= Treaty of Louviers =

The Treaty of Louviers was signed in January 1196 by Philip II of France and Richard I of England between Issoudun and Chârost, when Richard appeared after riding over 150 miles (240 km) in three days. Philip asked permission for his army to leave, and when Richard refused they talked terms. The two kings met between the lines and had private words. They then dismounted, removed their helmets and exchanged a kiss of peace.

Philip gave back the territory recently gained from Richard in return for the Vexin, and Alays of France who had been betrothed to Richard in 1169 when she was 8 years old was returned to Philip. She was now 34, an age when most women of the time were dead; Philip married her off to Count William of Ponthieu.

The treaty confirmed the Treaty of Issoudon signed by Richard and Philip in December 1195, and showed that in the struggle for northern France Richard had all the advantages. While the French thought that he had abandoned his claim to the Norman Vexin, for Richard he was just buying time until the peace was to be renewed in June.

Both kings had a common rallying-point in their joint dislike of the Archbishop of Rouen, but the “peace of Louviers” was shaky when Philip changed tack, issuing afeconducts to the Archbishop etc. Then Richard invaded Brittany and “swept all before him” in Easter week 1196.

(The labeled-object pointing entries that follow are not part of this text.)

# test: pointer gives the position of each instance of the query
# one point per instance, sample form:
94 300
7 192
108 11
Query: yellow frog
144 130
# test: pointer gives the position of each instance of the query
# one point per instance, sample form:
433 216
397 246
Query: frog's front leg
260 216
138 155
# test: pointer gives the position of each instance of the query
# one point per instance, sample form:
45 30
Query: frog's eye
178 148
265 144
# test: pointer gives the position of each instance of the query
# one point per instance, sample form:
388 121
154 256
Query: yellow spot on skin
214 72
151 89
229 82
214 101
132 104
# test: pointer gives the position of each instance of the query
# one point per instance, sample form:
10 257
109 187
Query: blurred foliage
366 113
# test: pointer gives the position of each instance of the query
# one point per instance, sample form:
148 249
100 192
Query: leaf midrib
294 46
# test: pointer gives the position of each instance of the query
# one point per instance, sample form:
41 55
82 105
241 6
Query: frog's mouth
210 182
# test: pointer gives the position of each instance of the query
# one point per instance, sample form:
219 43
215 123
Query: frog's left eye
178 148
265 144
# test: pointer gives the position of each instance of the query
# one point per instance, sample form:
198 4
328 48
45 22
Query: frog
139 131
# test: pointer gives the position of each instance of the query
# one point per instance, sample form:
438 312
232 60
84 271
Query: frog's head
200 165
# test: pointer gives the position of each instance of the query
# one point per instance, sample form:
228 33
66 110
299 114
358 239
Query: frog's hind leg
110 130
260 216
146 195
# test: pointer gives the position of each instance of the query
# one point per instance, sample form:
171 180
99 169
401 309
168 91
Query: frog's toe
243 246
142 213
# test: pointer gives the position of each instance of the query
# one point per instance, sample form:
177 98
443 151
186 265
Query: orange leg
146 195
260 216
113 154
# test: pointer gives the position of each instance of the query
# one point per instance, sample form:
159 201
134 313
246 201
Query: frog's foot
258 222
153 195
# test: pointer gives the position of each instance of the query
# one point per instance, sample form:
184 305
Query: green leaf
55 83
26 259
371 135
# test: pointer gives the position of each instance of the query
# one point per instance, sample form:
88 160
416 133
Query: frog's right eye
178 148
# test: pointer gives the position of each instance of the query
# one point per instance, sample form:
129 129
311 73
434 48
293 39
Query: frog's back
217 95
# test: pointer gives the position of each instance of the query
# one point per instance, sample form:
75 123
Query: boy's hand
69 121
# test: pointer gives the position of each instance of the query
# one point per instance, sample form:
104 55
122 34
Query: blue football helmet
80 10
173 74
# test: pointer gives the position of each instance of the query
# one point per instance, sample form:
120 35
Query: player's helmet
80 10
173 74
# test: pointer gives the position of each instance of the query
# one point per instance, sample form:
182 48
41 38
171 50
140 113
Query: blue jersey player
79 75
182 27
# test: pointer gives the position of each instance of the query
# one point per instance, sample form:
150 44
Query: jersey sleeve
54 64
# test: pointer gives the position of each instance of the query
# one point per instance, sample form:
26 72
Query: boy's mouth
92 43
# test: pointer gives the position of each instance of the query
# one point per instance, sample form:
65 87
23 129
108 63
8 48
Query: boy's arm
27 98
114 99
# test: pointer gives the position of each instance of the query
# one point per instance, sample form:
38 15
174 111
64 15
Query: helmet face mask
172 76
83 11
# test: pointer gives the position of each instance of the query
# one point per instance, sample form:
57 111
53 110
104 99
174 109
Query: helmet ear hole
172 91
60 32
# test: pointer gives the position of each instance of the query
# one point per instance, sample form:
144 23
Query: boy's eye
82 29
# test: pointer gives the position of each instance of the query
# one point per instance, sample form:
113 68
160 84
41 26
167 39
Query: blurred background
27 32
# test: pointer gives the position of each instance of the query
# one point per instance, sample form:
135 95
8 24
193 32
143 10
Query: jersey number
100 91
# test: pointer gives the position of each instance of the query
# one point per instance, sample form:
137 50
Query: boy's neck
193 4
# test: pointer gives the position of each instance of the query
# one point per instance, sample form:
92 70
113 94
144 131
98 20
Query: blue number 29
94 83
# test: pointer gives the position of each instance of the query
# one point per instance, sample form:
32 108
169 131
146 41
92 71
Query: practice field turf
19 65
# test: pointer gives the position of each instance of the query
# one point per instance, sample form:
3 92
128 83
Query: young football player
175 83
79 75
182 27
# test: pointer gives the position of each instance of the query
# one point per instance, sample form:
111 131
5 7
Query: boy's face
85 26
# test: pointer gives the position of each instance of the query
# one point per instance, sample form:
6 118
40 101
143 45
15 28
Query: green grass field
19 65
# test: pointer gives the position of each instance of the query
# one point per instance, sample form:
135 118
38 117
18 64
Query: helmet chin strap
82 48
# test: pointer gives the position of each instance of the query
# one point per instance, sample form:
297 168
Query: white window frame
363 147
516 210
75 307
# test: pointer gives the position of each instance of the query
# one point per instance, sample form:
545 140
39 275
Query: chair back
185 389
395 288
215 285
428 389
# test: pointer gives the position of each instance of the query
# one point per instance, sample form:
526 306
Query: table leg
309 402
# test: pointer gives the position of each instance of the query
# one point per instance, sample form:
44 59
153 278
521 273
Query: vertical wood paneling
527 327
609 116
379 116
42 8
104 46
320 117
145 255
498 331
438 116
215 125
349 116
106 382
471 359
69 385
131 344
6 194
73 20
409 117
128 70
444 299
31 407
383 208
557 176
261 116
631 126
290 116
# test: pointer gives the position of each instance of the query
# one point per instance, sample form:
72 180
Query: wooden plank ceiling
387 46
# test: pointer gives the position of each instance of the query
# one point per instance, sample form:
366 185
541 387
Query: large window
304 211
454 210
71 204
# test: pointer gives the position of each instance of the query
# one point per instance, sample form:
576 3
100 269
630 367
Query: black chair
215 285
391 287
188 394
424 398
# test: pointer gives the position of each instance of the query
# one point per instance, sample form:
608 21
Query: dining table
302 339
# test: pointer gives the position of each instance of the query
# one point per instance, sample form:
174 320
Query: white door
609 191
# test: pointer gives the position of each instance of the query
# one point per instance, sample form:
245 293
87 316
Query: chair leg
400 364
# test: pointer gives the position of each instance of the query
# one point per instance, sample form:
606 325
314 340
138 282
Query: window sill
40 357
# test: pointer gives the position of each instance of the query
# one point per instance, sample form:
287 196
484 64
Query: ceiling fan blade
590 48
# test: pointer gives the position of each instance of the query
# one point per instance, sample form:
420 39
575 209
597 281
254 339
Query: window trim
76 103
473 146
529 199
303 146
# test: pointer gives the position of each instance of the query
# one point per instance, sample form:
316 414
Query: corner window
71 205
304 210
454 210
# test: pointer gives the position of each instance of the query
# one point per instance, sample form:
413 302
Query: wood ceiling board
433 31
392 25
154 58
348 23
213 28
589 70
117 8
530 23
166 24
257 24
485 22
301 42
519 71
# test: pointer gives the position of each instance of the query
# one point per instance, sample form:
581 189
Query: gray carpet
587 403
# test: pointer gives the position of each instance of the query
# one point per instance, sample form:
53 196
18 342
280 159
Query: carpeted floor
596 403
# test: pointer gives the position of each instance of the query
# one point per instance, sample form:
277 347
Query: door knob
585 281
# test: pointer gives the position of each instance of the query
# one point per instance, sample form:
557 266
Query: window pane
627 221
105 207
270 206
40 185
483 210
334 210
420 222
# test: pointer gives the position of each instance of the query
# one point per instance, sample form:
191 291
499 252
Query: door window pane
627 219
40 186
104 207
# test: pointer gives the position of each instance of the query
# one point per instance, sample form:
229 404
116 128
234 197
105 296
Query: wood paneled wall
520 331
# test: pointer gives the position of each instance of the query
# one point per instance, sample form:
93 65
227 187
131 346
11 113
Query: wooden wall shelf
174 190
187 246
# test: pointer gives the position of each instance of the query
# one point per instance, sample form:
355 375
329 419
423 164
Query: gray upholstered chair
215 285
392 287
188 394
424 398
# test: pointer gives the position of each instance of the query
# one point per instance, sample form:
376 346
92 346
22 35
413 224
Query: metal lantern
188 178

The treaty was "made to be broken", as it clearly stated that "Andeley shall not be fortified", but Richard constructed Château Gaillard on the Rock of Andeley in 1197, although it was captured after Richard's death by Philip in 1204 after a siege.

It was a temporary winter truce in their rivalry. The conflict between the Plantagenet kings of England and the Capetian kings of France lasted from 1159 to 1259 in the 12th and 13th centuries; see Capetian-Plantagenet rivalry.